08/04/2015 – Atualizado em 08/04/2015
A proposta de emenda para a Lei Orgânica Municipal indica redução de duas cadeiras no Legislativo tres-lagoense e redução do duodécimo.
Por: Érika Moreira
Pelos corredores da Câmara de Vereadores, cogita-se possível alteração na lei Orgânica do Município de Três Lagoas (MS), nº 1795/2002. A proposta de emenda, redigida pelo parlamentar Jorge Martinho (PSD), levanta a hipótese de reduzir de 17 para 15 o número de cadeiras naquela Casa de Leis. A idéia gerou discussões entre as opiniões da vereança.
Quando foi apresentada para apreciação nesta terça-feira (08), durante a reunião protocolar que antecede, pela manhã, toda sessão da Câmara, apenas o vereador Gil do Jupiá (PSB) assinou a proposta que daria andamento ao pedido de emenda e seria dado andamento ao projeto e posterior votação. No momento, os 18 vereadores que compõem o quadro no Legislativo do Município opinaram particularmente sobre o tema.
OPINIÕES
Para o vereador Gilmar Tosta (PT), ainda é necessário discutir estudar mais o assunto e adequar as realidades municipais. Porém já se declarou favorável a redução do duodécimo – verba recebida do Executivo Municipal para custear as finanças da Câmara.
“Temos que avaliar todo o projeto. Formularmos o embasamento teórico de forma que nos demonstre que a emenda é realmente viável. Quanto a redução do duodécimo, não vejo problema em reduzirmos já que o objetivo final é reduzir despesas. Isso representaria um corte de R$ 4 milhões nos gastos anuais com a Câmara. Em Araçatuba (SP), há 140 mil eleitores e somente em 2017 o número de cadeiras será ampliado de 12 para 17 no Legislativo daquele Município”, declarou.
Já o vereador Nilo Cândido (PDT) foi mais radical na contenção de despesas. “Acho que se o caso é discutirmos reduzir o número de cadeiras na Câmara para diminuir despesas, devemos incluir na pauta subtrações como – valores liberados para diárias, pagamentos de assessores e, em última instância, abrirmos mão do nosso salário.

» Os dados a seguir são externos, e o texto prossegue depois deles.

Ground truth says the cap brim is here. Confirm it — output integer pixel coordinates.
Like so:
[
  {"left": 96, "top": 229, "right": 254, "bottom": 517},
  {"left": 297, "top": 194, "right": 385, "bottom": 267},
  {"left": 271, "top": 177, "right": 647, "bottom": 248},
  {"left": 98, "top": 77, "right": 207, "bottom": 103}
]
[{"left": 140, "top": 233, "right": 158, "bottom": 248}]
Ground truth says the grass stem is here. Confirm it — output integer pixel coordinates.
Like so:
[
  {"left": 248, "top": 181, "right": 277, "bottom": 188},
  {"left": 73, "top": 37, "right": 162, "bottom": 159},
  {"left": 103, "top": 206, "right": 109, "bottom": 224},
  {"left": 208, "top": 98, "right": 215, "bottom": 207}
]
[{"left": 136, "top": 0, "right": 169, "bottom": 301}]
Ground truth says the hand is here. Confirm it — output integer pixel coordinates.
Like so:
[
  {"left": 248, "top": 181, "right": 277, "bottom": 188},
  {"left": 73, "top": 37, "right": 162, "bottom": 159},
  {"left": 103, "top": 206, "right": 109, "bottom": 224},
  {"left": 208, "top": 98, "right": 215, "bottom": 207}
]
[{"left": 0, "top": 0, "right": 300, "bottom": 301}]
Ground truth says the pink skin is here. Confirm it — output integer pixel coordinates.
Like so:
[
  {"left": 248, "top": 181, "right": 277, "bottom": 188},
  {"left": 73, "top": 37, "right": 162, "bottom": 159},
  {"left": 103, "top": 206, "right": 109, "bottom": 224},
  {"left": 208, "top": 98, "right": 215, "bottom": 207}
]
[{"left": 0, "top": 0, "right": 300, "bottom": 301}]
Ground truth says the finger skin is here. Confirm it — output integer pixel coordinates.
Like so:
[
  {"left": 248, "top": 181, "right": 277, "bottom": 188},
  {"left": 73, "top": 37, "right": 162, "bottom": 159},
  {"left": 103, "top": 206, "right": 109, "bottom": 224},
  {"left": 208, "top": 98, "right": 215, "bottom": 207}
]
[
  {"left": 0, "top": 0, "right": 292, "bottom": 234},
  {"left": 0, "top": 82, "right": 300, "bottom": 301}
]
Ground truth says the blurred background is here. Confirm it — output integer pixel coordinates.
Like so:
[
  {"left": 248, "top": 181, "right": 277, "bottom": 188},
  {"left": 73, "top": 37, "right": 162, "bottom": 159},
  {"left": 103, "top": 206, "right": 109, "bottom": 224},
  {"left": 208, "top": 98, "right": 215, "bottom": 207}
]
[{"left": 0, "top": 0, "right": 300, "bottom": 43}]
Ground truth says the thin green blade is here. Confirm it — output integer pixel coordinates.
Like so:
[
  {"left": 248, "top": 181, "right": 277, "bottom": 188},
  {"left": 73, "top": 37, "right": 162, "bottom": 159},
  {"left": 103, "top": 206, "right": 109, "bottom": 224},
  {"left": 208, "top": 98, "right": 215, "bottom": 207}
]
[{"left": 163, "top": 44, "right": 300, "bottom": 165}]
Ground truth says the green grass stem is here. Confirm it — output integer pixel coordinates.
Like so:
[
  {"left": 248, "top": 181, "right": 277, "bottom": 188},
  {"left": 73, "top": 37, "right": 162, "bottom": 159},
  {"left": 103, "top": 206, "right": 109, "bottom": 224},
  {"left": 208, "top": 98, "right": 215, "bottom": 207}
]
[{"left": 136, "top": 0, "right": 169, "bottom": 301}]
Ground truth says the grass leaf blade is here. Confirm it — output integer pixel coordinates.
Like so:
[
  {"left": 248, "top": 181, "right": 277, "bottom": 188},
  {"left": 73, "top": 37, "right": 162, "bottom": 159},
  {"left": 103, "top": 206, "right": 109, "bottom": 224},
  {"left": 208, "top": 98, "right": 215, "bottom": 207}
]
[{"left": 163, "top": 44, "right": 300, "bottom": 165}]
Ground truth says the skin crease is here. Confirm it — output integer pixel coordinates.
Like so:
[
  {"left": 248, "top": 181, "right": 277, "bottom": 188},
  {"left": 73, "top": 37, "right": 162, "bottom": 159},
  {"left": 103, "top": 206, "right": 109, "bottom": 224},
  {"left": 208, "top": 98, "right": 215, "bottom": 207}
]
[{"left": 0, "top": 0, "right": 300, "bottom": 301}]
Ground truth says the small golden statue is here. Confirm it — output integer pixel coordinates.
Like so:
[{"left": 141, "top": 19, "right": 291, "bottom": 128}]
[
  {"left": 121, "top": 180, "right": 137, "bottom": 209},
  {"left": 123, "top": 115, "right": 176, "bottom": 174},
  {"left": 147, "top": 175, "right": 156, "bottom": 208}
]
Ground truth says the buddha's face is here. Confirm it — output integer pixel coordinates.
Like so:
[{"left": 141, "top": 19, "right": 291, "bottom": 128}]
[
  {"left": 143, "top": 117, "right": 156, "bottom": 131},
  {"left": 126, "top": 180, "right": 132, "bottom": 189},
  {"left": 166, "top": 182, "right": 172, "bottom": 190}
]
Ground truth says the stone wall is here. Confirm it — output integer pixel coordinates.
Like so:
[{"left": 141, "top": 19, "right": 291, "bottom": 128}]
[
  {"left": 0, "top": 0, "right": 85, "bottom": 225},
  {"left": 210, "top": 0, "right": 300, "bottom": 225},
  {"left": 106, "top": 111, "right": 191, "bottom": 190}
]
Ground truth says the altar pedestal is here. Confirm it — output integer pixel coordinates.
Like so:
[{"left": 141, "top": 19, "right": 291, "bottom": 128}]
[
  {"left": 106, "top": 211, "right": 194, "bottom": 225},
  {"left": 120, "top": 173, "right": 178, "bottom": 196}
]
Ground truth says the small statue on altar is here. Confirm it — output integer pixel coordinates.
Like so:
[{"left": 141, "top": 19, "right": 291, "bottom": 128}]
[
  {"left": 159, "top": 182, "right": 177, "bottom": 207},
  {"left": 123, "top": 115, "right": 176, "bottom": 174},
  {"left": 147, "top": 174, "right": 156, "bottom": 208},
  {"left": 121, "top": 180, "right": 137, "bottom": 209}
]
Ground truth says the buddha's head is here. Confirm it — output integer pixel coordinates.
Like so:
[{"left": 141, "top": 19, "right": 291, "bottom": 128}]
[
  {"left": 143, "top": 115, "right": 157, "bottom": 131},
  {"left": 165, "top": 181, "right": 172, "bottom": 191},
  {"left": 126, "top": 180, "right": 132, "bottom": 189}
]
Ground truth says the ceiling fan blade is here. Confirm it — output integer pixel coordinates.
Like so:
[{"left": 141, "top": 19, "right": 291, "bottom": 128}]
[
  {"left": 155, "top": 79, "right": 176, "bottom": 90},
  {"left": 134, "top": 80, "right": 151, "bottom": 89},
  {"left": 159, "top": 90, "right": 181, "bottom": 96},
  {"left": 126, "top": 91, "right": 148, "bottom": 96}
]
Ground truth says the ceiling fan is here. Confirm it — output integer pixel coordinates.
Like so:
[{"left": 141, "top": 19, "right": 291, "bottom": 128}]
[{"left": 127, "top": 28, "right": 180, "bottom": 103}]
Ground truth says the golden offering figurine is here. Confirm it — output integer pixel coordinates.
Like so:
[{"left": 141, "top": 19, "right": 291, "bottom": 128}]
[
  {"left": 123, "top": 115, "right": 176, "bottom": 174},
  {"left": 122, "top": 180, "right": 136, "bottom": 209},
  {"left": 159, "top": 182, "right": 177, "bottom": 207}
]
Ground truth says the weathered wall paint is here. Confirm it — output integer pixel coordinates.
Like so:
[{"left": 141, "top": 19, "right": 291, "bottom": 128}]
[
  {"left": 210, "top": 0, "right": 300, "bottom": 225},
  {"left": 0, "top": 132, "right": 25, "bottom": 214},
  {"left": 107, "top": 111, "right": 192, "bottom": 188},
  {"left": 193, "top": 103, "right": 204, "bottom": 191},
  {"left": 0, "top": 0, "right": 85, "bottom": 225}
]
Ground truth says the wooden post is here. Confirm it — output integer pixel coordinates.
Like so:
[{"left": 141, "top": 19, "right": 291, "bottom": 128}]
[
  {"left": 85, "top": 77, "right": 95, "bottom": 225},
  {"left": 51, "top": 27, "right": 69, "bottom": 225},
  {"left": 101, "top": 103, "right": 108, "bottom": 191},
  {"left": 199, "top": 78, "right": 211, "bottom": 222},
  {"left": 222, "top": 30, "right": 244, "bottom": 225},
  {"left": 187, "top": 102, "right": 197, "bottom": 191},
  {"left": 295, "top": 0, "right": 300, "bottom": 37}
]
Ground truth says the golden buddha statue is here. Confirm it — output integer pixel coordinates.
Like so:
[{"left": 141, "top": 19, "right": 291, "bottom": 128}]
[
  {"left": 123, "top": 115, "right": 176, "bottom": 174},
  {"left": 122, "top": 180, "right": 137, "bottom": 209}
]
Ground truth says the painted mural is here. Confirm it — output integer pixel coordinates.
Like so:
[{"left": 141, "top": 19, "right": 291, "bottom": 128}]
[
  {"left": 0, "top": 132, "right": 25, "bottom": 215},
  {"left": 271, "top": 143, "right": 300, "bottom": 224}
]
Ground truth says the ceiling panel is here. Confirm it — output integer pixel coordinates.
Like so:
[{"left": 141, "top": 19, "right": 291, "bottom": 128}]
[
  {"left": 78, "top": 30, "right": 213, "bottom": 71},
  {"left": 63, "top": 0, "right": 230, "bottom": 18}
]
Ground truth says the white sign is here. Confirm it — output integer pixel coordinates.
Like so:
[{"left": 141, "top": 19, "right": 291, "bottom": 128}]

Acredito que o trabalho do vereador deve ser algo social – voluntário”, opinou.
Jorge Martinho argumentou durante sua fala na tribuna que a redução do número de vereadores poderia ser maior. “Nossa proposta está aberta a alterações e indicações dos colegas. No início entendi que 13 vereadores seriam o ideal, mas a maioria recomendou 15. Com isso reduziremos o duodécimo de 6% para 5% e nos adequaremos a realidade brasileira em Três Lagoas”, informou.
O líder da prefeita, Márcia Moura (PMDB) na Câmara, Antonio Rialino (PMDB), alegou que a questão é complexa e exige muito estudo. “A ampliação do número de vereadores em Três Lagoas foi realizada através de instrução legal. Faz parte da nossa Constituição Federal para municípios com esse número de habitantes. Acho complicado alterarmos algo que já passou pelo crivo da Lei. Outro ponto relevante é sobre como ficaria a bancada se os eleitos fizessem parte da base de apoio ao prefeito (a) ou apenas da oposição. Como seria o processo democrático?” Questionou.
REPRESENTATIVIDADE
Os vereadores entrevistados pela Rádio Caçula foram questionados sobre a redução das representatividades da Casa em diversos segmentos da sociedade, que hoje a população aponta como existentes. Como é o caso de representantes da área da saúde, dos evangélicos, do meio ambiente, da educação, entre outros.
Nesse aspecto, os parlamentares argumentaram que a escolha do eleitorado deverá ser mais seletiva, pois a redução exigirá dos parlamentares conhecimentos amplos em diversos segmentos sociais e que este possua livre acesso pelos corredores da política.
O Duodécimo é o valor que o Poder Executivo repassa para a Câmara Municipal de Vereadores para custear as despesas, valor definido pela Constituição Federal, que consiste nas transferências constitucionais e recursos próprios, do ano anterior. Assim no ano de 2009 são observados as receitas de 2008.